Mr Hancock said the Government currently had as much supply of vaccines as “we were expecting”, and manufacturing by Pfizer and AstraZeneca is on track.
NHS officials have stressed that vaccines are currently being sent to those sites that can vaccinate as many people as possible, with more sites being sent jabs as the supply increases.
The NHS has also denied a report in the Telegraph that suggested the vaccine rollout was being paused in some areas to allow other parts of the country to catch up.
Earlier, Dr Daisy Fancourt, from University College London’s Institute of Epidemiology and Health, who has carried out a study on lockdown compliance, said people were following the rules in the vast majority of cases.

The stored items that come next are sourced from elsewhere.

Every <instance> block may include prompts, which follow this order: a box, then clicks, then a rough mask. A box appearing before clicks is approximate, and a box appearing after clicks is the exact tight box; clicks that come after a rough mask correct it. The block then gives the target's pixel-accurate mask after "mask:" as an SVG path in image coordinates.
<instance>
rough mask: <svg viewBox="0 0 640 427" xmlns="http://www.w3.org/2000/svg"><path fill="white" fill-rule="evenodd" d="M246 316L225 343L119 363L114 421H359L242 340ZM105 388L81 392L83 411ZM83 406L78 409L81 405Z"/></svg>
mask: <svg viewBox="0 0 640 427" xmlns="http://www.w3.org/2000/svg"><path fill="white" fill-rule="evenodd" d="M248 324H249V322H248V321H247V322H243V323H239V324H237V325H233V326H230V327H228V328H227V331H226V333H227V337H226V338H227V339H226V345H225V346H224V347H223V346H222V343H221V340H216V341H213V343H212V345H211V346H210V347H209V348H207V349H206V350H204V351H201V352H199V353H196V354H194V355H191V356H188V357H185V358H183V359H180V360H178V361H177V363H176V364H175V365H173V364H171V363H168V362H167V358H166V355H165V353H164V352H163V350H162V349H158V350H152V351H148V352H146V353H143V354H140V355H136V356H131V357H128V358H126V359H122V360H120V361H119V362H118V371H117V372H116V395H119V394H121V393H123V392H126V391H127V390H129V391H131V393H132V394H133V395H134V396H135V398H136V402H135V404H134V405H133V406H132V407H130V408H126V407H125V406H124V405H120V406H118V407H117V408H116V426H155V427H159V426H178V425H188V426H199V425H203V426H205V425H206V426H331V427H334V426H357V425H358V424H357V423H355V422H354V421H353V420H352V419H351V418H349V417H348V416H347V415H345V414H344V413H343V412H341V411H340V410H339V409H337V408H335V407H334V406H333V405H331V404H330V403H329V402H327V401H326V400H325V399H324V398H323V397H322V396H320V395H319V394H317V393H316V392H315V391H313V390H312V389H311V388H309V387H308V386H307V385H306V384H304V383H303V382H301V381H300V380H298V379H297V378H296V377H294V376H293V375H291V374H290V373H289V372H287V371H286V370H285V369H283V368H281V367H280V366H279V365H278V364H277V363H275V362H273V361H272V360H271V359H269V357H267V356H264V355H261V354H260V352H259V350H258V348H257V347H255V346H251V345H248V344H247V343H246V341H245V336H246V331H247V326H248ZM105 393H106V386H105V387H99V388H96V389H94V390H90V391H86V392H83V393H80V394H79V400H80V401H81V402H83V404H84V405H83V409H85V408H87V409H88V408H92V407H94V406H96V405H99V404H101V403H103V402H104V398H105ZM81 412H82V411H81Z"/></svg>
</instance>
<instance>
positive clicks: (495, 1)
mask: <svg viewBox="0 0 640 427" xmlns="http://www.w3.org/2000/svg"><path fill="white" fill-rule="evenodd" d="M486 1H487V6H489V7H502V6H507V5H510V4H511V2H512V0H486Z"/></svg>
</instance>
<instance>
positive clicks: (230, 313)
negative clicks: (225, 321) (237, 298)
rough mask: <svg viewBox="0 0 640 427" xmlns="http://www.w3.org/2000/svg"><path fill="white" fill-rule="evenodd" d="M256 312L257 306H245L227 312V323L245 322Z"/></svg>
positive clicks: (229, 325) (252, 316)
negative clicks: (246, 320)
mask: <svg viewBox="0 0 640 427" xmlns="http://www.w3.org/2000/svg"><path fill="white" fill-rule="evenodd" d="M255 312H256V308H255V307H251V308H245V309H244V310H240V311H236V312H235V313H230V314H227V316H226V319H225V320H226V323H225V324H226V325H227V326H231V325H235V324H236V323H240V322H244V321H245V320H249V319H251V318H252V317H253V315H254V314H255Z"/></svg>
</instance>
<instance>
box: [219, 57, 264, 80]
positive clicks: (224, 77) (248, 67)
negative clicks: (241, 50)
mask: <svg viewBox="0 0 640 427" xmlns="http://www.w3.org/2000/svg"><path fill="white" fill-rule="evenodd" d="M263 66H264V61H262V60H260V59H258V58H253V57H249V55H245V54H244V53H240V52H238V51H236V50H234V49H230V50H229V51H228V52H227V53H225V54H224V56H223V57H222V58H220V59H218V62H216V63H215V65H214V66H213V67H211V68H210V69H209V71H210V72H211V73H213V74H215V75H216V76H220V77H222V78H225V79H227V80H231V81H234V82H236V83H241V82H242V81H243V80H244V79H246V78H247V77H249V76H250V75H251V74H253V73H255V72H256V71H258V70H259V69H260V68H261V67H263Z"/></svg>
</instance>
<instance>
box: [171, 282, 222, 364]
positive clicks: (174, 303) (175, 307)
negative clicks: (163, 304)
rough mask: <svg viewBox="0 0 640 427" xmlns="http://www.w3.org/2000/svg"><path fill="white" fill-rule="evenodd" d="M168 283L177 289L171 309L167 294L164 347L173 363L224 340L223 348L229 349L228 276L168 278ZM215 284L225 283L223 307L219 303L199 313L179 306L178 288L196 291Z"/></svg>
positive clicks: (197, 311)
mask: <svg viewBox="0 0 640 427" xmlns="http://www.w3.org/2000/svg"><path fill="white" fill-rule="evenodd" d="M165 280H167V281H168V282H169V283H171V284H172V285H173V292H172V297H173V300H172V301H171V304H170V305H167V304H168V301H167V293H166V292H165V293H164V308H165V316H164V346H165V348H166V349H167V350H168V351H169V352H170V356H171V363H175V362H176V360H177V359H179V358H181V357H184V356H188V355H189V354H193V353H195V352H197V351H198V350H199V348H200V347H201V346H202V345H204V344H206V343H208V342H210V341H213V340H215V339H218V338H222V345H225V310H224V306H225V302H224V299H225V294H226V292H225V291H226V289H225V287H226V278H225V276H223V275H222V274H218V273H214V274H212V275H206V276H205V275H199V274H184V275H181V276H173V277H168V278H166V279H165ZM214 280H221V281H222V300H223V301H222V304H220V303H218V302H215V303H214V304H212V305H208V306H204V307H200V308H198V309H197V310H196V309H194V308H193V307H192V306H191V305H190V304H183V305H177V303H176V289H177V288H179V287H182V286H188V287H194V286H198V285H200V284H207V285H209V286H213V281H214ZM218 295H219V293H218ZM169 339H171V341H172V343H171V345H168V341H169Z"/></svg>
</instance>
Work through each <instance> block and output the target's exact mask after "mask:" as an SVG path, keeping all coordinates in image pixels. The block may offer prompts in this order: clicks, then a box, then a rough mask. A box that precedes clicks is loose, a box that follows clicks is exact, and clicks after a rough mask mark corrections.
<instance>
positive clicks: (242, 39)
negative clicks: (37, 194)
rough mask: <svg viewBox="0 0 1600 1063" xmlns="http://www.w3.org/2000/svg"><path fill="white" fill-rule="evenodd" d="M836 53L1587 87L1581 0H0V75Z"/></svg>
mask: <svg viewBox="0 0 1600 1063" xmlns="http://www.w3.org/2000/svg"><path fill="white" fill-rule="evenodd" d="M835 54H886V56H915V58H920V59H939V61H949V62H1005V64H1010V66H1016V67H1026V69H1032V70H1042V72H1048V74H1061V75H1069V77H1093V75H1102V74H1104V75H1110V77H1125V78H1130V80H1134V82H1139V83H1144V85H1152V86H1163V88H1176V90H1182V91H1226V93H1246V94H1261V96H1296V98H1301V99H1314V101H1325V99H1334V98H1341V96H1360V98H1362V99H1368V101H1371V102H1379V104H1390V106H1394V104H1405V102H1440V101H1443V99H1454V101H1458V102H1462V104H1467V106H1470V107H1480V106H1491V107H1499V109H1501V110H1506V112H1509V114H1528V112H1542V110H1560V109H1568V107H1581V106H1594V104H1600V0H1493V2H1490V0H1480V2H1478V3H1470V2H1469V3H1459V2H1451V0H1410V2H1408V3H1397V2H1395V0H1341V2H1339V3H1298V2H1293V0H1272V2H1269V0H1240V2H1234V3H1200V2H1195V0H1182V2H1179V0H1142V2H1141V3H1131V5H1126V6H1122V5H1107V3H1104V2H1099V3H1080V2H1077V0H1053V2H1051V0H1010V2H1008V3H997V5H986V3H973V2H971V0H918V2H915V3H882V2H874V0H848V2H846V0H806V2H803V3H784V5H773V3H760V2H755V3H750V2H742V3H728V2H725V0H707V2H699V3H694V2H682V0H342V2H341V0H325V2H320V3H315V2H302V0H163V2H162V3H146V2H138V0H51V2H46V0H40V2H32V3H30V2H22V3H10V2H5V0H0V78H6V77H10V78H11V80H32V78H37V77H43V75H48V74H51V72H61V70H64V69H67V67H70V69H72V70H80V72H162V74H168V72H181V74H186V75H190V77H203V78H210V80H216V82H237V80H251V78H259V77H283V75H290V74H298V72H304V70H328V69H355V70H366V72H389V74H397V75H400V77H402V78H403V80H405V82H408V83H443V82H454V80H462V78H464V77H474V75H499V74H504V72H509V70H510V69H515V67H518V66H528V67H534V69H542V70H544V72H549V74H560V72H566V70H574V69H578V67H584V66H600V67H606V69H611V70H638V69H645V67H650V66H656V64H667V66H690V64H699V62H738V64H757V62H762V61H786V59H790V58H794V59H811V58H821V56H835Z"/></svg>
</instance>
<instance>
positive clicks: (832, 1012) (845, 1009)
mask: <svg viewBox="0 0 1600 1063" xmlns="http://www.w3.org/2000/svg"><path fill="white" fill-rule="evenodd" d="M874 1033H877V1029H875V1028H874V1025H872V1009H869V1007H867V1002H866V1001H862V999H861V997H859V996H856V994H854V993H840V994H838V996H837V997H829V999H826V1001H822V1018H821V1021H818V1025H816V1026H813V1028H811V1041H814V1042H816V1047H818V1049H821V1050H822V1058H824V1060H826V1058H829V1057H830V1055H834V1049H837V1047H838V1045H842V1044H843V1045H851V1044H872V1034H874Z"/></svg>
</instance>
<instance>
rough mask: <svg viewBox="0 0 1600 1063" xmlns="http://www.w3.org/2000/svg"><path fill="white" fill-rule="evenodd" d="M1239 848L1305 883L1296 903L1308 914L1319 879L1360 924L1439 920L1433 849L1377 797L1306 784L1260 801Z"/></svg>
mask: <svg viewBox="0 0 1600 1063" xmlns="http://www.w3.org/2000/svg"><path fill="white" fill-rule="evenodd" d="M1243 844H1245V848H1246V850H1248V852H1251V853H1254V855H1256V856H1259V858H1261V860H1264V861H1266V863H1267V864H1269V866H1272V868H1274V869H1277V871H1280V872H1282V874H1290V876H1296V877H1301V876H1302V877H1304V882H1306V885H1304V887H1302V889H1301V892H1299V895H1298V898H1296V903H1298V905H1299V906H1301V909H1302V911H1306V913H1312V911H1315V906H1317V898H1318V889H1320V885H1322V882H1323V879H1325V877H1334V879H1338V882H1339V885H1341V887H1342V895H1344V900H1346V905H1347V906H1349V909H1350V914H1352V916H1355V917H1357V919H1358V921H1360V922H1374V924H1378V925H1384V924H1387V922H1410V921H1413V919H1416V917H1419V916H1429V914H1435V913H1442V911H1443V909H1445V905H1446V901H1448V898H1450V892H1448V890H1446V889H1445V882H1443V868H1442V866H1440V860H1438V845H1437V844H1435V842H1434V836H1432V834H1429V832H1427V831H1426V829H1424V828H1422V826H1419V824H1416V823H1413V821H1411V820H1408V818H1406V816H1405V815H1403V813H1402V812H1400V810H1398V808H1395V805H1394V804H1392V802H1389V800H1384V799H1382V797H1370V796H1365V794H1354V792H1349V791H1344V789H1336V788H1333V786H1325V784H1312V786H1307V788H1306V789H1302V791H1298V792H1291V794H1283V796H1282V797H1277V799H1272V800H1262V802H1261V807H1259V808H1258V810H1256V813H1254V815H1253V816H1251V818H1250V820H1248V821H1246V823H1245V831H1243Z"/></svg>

“We found that compliance has been improving month on month, and week on week, and actually it’s now back to the same levels that it was last May, so whilst we hear the stories of rule-breakers, actually the majority of the population are really playing their part at the moment,” she told BBC Breakfast.
She said rule flouting such as holding house parties was only being done by a “very, very tiny” percentage of people.
“What we’re seeing a bit more of is people bending these rules, so perhaps looking for loopholes, or slightly pushing the boundaries of the rules.”
Dr Fancourt said the rule that people are breaking most is meeting up with more people than they are allowed to outdoors.
She told BBC Breakfast: “I think people are thinking they’ve got that added protection from being outside with increased air and ventilation, which of course is true to a certain extent, but actually I think now we’re looking at this new virus, we’ve got to be particularly cautious on this.
“We’re finding this across all age groups, so it’s not like there’s one particular group that are most likely to break this rule, but I think it’s one that people, if they’re looking to improve their own behaviours at the moment, it’s a really good one to try and tighten up on.”
Later on Wednesday, the Prime Minister will be grilled by senior MPs on the liaison committee after facing Labour leader Sir Keir Starmer during PMQs.
Vaccines minister Nadhim Zahawi and health bosses crucial to the jabs programme are also being questioned by the Commons Science and Technology committee.
With rolling out the vaccines key to easing lockdowns, the latest Government figures showed 2,431,648 in the UK have received a first dose.
As of Tuesday, a further 1,243 people in the UK had died within 28 days of testing positive for Covid-19, with a further 45,533 cases being confirmed by labs.
Meanwhile, the Scottish Government is considering further Covid-19 restrictions as the death toll from the virus passed 5,000.
First Minister Nicola Sturgeon will outline any changes to the Scottish Parliament on Wednesday.
In Northern Ireland, chief medical officer Dr Michael McBride has said the current lockdown is likely to last beyond February 6.